This is a film dripping with an impressive amount of atmosphere, almost every scene softened by low lighting and plentiful shadows, but with no detail lost (props to cinematographer Arfian for the gorgeous work here). It feels at times as if you're watching everything viewed through the eye-holes of a carved Halloween pumpkin, I don't know how else to quite describe it, and it's hugely satisfying to somehow feel both the warm glow of the bulbs and fires and the cold chill of the malevolence seeking to torment the main characters.

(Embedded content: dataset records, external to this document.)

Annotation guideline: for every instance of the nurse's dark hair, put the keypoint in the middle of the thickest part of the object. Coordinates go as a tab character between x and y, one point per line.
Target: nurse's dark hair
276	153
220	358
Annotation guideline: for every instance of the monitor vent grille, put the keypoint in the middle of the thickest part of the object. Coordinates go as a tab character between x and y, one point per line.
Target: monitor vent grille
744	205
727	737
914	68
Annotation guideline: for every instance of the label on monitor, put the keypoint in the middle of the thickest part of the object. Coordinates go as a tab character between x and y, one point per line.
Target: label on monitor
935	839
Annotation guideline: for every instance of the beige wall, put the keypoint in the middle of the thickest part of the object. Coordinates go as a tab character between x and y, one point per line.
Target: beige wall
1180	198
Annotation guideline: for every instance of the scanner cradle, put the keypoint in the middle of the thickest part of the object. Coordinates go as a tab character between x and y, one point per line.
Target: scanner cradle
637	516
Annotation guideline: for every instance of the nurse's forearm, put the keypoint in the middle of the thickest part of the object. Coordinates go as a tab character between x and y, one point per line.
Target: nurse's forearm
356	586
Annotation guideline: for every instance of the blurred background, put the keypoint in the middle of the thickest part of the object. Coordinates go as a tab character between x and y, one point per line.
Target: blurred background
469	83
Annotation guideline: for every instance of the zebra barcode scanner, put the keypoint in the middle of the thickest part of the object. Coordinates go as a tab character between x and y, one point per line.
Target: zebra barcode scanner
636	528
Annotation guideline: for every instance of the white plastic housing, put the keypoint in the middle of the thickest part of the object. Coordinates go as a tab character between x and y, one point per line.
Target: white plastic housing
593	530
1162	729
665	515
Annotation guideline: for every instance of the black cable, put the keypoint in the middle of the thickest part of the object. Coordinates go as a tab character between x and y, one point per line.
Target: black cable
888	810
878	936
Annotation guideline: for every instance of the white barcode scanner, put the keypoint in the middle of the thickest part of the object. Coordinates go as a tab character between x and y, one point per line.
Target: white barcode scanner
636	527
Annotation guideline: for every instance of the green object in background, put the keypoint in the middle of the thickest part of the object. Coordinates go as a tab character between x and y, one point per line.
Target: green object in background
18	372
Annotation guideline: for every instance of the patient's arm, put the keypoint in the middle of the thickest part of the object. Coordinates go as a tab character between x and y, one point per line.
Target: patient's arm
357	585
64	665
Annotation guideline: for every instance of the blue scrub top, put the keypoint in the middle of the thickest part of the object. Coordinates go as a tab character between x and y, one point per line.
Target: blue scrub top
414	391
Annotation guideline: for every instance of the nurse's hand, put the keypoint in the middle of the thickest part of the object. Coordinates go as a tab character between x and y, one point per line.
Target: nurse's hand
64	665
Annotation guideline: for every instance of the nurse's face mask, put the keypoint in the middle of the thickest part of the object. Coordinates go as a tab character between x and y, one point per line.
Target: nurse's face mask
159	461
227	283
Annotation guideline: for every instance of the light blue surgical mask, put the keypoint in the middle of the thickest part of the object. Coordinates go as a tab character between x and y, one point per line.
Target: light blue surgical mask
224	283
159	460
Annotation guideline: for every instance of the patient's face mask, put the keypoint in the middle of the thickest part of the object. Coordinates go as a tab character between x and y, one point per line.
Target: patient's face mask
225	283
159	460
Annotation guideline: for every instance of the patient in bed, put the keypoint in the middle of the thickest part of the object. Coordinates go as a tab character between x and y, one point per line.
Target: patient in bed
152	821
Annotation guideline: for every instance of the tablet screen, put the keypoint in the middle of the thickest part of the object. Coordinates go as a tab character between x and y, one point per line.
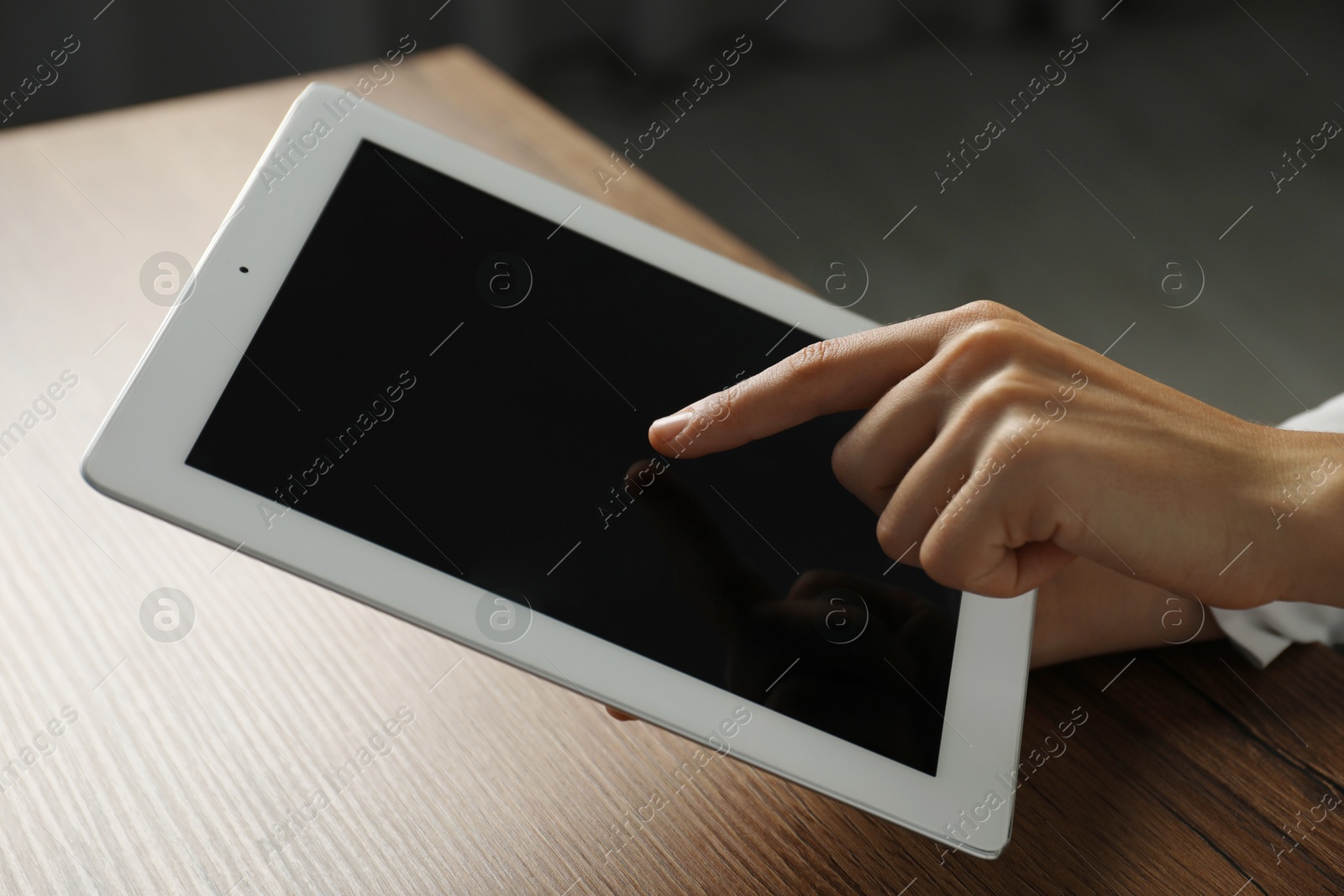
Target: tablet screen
463	382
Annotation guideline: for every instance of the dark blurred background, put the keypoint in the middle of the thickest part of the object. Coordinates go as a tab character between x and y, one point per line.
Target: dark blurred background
830	132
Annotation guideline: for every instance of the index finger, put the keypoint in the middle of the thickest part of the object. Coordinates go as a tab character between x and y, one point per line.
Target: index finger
846	374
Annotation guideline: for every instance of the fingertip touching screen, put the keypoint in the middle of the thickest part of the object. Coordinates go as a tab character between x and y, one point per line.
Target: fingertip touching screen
470	385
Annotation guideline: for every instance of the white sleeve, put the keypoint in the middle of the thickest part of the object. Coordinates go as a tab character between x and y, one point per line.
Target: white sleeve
1263	633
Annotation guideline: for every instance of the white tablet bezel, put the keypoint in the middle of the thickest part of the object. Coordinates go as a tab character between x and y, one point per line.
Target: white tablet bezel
138	457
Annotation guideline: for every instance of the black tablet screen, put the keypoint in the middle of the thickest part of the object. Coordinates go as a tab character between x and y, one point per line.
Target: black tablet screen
468	385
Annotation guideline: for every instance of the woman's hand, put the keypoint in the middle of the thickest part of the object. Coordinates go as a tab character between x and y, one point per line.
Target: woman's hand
996	452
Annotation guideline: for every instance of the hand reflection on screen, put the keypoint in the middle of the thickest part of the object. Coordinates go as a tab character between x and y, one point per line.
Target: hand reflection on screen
864	660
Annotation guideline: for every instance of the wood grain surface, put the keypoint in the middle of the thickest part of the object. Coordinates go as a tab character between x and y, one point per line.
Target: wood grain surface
255	757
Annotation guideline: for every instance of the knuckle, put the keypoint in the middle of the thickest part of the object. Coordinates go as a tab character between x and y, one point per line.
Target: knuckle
984	345
811	362
985	309
890	537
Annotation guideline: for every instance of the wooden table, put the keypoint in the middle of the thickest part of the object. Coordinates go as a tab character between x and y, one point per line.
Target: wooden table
192	768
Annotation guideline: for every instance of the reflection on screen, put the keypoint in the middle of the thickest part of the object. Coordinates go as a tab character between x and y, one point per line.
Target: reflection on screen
468	385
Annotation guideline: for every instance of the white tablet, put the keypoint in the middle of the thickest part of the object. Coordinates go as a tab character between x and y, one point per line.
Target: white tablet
423	378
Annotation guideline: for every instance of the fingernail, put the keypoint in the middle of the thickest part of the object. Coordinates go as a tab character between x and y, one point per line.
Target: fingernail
669	427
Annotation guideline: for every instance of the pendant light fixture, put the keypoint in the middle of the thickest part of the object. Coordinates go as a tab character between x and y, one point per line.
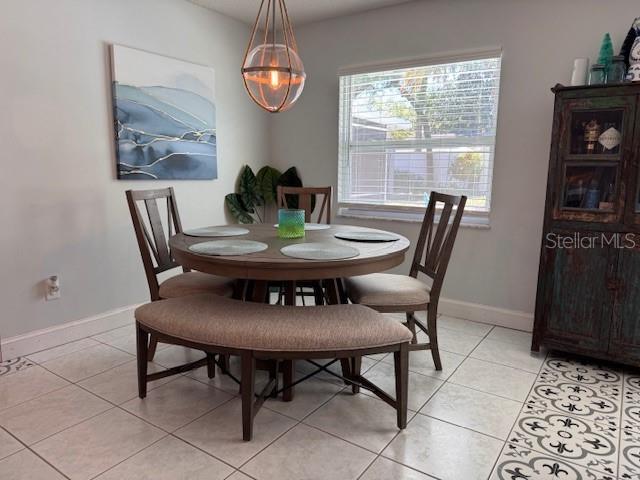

While I have nothing bad to say about Mansyur or Zihan, nor anything bad to say about Ersya Aurelia, Arbani Yasiz, Erika Carlina, Benedictus Siregar, Arif Alfiansyah, Yono Bakriem Azeka Putri, Budi Ros, and Dewi Pakis, I cannot say that I was interested in any one individual more than I was interested in seeing how the group dealt with everything that was happening. Different people have different roles (there are a few people here for comic relief, there are elders with a bit more wisdom, etc), but the characters essentially boil down to those who are living humans and those who are dark and demonic entities.

I enjoyed Pabrik Gula quite a bit, even if the third act felt a bit overlong, and a step down from the stronger middle section. I cannot tell how others will react to it though. Some may like it even more than I did, especially if they identify with the cultural attitudes and commentary underpinning the scares. Some may consider it a pale wannabe Wan-iverse imitator (a Wannabe, if you will). All I can do is recommend it, but with enough context for you to have some idea of what you're getting into.